João Trajano, especialista em segurança pública, acredita que, embora traficantes estejam aderindo práticas criminosas da milícia, a estrutura organizacional e e logística dos paramilitares ainda é mais sofisticada e organizada. "O tráfico de drogas atua comercializando drogas no varejo e, em algumas áreas, estende essa atividade a outras. (...) As milícias não, elas diversificam mais suas atividades, e tem mais agentes do Estado envolvidos", opinou.
Investigação
O caso foi denunciado pela vítima e está sendo investigado pela 44ª DP (Inhaúma). Em nota, a Polícia Civil informou que há um inquérito em andamento que apura os crimes de organização criminosa, tráfico de drogas e porte de arma de fogo de uso restrito, no conjunto habitacional. Ainda segundo a corporação, os agentes da distrital têm realizado diligências para ajudar a esclarecer os fatos e identificar os suspeitos. O delegado não quis dar entrevistas.

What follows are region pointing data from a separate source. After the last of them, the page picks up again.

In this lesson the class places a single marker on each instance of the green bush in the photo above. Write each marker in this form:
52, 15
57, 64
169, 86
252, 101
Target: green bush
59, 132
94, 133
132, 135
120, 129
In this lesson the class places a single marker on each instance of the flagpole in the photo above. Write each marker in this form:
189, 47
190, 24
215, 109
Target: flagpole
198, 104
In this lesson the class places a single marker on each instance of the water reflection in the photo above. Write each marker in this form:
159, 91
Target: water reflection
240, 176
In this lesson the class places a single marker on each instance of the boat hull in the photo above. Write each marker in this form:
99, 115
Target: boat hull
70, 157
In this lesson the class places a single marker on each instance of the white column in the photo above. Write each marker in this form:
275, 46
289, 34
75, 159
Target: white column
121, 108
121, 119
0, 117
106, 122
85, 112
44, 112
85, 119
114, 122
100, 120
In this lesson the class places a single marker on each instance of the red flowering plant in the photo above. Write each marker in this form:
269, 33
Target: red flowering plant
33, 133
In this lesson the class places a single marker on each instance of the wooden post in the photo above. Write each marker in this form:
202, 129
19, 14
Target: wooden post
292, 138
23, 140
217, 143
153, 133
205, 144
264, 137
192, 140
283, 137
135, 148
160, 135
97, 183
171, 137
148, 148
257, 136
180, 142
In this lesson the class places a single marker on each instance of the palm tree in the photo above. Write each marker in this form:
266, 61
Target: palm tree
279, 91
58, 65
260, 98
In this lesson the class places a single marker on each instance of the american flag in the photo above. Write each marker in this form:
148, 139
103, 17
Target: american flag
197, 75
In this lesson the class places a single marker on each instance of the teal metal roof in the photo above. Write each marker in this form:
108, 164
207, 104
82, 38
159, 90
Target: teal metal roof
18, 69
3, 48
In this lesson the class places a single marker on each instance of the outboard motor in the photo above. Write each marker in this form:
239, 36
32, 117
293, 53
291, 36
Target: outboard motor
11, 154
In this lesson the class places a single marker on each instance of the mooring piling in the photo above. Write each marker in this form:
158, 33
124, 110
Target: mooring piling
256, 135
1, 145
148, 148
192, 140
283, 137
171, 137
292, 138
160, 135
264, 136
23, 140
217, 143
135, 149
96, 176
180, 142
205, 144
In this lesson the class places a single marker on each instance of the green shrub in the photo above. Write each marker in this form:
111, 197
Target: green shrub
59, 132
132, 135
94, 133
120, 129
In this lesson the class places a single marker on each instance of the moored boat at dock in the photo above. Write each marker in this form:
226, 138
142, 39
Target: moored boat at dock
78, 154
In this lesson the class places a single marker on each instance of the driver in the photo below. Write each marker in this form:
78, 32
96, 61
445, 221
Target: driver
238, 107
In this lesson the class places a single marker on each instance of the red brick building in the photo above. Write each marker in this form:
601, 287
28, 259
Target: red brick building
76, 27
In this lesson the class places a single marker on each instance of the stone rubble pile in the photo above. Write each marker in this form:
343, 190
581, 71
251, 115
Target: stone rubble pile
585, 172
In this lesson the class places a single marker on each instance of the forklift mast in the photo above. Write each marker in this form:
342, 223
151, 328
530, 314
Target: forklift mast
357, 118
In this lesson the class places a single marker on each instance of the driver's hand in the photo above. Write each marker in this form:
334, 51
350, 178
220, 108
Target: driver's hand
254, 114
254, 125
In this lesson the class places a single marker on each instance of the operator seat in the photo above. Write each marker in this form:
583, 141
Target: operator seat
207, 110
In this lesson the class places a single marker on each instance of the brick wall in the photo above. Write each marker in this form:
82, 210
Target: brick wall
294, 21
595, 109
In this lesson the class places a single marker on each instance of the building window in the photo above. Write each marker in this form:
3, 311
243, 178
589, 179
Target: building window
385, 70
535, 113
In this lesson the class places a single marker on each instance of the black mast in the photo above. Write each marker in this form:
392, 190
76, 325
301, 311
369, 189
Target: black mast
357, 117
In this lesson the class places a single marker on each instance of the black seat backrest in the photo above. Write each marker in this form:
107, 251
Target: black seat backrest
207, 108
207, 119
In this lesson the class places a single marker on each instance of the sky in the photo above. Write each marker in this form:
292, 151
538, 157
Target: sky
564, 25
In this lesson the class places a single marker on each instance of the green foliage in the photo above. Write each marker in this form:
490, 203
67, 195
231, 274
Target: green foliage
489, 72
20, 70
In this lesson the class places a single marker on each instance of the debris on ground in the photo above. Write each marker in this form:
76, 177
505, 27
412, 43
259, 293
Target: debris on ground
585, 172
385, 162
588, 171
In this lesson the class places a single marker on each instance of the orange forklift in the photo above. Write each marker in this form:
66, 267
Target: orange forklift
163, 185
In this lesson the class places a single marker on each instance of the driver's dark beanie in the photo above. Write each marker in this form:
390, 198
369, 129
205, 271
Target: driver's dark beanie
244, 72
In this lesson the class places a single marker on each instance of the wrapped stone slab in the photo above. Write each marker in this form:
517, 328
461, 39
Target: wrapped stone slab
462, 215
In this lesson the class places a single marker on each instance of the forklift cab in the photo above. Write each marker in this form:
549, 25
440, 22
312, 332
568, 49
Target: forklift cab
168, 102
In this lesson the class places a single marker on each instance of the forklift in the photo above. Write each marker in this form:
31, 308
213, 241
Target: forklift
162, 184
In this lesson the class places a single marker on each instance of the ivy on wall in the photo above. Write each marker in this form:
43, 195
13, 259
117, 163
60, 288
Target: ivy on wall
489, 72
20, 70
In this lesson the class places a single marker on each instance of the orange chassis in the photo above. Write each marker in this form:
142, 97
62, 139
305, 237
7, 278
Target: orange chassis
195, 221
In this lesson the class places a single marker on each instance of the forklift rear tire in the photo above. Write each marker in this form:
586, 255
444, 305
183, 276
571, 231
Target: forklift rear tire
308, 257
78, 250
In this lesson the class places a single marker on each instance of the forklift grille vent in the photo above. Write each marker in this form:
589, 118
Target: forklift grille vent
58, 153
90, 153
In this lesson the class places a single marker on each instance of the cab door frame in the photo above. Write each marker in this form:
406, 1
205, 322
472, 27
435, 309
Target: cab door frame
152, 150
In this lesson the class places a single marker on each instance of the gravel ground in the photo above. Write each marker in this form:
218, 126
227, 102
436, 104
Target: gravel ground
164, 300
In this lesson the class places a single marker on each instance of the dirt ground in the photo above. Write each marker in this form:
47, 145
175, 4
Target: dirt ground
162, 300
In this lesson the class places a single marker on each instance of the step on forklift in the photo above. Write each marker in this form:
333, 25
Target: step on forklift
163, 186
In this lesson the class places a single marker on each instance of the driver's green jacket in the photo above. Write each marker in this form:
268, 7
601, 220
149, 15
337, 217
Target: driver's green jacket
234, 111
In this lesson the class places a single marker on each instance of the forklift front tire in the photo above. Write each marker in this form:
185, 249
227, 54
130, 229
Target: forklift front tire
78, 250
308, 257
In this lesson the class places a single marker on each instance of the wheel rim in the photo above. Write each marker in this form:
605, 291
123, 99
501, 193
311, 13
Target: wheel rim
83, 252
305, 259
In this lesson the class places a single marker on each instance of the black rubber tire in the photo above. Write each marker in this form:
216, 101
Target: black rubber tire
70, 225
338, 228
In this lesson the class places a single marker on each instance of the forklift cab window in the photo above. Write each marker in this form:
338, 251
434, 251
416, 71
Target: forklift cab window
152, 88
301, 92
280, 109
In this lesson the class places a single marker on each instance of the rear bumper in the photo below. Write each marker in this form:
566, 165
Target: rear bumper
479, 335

A Polícia Militar informou que a denúncia dos moradores, repassadas à corporação por O DIA foram encaminhadas ao comando do 3º BPM (Méier) para apreciação e tomada das medidas cabíveis. A corporação ainda orientou que a população formalize as denúncias nas delegacias ou através do Disque-Denúncia. Além disso, a PM disse que policiais do 3º BPM (Méier) fazem policiamento ostensivo na região, realizando abordagens e prisões em flagrante. Procurada, a Polícia Federal não se manifestou.